At their recent State Conference the WA Nationals Party considered two important issues for regional WA – renewable energy and gas fracking.
While the party’s support for renewable energy is welcomed, their approach to fracking is a cause for greater concern. The amended fracking policy adopted at the Conference talks of the need for ‘adequate’ regulation, however the Nats are seeding the wrong paddock if they think that regulations can be relied upon to protect our land and groundwater.
Bear in mind that gas fracking requires pumping chemicals into the ground at high enough pressure to fracture solid rock. The principal means of dispose of these chemicals after use is ‘re-injection’ into the ground.
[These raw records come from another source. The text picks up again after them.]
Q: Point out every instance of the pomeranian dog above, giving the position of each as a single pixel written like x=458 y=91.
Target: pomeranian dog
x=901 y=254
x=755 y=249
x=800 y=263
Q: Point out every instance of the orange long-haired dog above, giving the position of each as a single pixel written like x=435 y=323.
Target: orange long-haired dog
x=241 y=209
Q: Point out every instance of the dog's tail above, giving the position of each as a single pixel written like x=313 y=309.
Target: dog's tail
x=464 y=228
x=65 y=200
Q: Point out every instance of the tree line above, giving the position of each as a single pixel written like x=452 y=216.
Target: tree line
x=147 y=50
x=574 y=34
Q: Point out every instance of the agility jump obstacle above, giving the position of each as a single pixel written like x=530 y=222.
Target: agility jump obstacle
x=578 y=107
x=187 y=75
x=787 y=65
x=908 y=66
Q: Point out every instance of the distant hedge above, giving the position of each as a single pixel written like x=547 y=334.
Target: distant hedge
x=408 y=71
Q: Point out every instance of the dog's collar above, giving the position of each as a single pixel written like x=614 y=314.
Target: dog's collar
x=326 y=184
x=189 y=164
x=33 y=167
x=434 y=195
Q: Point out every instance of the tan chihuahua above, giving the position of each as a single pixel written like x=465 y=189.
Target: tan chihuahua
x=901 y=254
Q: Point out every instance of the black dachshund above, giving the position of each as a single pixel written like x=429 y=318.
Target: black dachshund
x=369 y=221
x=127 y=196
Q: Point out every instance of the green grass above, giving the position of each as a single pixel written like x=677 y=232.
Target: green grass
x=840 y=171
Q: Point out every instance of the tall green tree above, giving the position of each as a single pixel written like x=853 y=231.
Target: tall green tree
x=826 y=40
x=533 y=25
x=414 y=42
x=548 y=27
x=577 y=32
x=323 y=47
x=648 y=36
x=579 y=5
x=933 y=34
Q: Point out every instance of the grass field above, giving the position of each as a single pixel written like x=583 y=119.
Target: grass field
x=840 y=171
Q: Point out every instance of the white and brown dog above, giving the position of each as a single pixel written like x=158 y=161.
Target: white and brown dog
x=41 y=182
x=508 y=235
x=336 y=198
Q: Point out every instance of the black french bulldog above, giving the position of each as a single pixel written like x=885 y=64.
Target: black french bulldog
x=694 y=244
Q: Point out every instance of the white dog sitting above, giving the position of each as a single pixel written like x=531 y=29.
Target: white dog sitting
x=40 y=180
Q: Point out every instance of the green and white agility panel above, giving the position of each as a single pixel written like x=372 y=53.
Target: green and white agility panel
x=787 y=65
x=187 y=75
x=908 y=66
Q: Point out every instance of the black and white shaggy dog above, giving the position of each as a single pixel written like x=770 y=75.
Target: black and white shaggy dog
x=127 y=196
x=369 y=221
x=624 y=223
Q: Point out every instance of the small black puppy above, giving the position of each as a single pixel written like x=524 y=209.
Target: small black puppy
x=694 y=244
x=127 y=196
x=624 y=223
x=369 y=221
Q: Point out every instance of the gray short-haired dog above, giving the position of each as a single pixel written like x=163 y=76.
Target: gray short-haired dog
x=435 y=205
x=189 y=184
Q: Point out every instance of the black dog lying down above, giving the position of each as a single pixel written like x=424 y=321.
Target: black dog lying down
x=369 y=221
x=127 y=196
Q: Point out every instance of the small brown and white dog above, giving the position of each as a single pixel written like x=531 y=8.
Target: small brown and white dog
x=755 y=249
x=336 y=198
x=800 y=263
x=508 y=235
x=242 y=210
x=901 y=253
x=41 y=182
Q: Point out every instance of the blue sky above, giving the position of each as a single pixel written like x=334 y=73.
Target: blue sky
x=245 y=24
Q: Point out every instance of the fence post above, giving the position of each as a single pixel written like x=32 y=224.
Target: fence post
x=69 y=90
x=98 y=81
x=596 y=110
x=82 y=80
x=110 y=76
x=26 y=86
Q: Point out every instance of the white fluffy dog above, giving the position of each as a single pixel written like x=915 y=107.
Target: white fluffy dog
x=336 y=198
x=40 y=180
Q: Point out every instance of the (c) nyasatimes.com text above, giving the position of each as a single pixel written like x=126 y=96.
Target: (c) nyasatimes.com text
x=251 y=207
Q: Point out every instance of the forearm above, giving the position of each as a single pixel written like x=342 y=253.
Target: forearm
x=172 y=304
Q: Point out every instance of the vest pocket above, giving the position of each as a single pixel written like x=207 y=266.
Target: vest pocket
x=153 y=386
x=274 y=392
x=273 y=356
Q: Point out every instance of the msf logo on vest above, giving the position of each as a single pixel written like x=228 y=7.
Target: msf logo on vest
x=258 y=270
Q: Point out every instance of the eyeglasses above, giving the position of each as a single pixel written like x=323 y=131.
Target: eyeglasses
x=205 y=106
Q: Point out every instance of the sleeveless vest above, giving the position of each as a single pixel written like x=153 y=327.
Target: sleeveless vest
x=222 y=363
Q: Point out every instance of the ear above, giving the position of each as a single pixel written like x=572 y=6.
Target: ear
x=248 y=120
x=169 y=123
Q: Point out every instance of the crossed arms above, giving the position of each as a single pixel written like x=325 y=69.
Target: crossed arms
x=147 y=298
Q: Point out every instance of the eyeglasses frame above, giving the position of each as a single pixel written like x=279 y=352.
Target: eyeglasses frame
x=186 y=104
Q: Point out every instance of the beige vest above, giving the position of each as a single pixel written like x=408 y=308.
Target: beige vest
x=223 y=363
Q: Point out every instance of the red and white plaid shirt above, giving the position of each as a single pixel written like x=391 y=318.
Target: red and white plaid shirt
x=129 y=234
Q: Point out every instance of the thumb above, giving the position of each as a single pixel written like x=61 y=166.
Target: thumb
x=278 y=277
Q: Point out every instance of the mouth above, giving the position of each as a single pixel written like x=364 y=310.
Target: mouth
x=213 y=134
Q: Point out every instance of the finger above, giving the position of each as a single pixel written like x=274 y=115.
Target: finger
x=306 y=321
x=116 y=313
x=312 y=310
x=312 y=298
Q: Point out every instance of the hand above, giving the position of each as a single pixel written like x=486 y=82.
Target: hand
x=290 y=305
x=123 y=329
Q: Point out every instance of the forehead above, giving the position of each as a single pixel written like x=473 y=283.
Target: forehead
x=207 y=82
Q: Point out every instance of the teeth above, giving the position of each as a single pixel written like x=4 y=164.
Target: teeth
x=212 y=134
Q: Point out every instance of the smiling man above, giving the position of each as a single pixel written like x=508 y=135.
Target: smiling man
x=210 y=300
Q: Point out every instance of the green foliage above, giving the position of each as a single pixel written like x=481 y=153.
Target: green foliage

By definition therefore, fracking involves pollution.
Across the Canning (Kimberley), Canarvon and North Perth (Midwest) basins, the WA Government estimates that there is approximately 280 trillion cubic feet (TCF)of gas trapped in shale and tight sandstone formations that could be economically recovered by fracking.
According to independent estimates, extracting this gas could require up to 100,000 fracking wells drilled through our farmland, nature reserves, pastoral lands and groundwater aquifers.
The Government says there are ‘robust regulations’ in place to protect groundwater but how true this statement is? After closely examining the regulations and seeking independent legal advice, CCWA has uncovered the following highly concerning information:
- Fracking companies are required to have land access agreements, however landholders who object do not have a right of veto. There is no formal process for public consultation or appeal on fracking decisions.
- There is at present no minimum required setback distance away from houses, schools etc. and the fracking regulations contain no specific pollution limits for soil, air or water.
- There is no single agency responsible for groundwater quality, and no universal groundwater water quality standards applied in WA.
- Shale and tight gas fracking in WA is exempt from Commonwealth laws that protect groundwater. The WA Department of Water may issue licenses for water use but does little to assess groundwater pollution risks.
- Groundwater monitoring results are not disclosed to the public or landholders.
- No fracking conducted so far in WA has been assessed or regulated by the EPA.
- Exploration fracking is exempt from the normal pollution licensing requirements that apply to other industries. If fracking that has been approved by the Mines department causes pollution (as it surely will) the environment agency is unable to prosecute the company.
Rather than addressing these shortcomings, the Government (including the WA Nationals) are pushing through new ‘anti-protest’ laws that would make farmers into criminals for locking their gates or taking other action to protect their land and water.
Instead of undermining the democratic rights of citizens the Nationals should stand up for the rights of people in the bush
In the last year alone, we have seen five large communities in the Midwest declare their regions ‘frack-free’ with over 96% public support. These people have fracking exploration leases over their farms and communities and they know it is their groundwater and their businesses on the line.
These people also know that the inherent risks associated with gas fracking cannot be managed by any amount of regulation.
It’s time the WA Nationals adopt policies that support communities who put their water, farms and natural environment ahead of a short-term polluting fracking industry.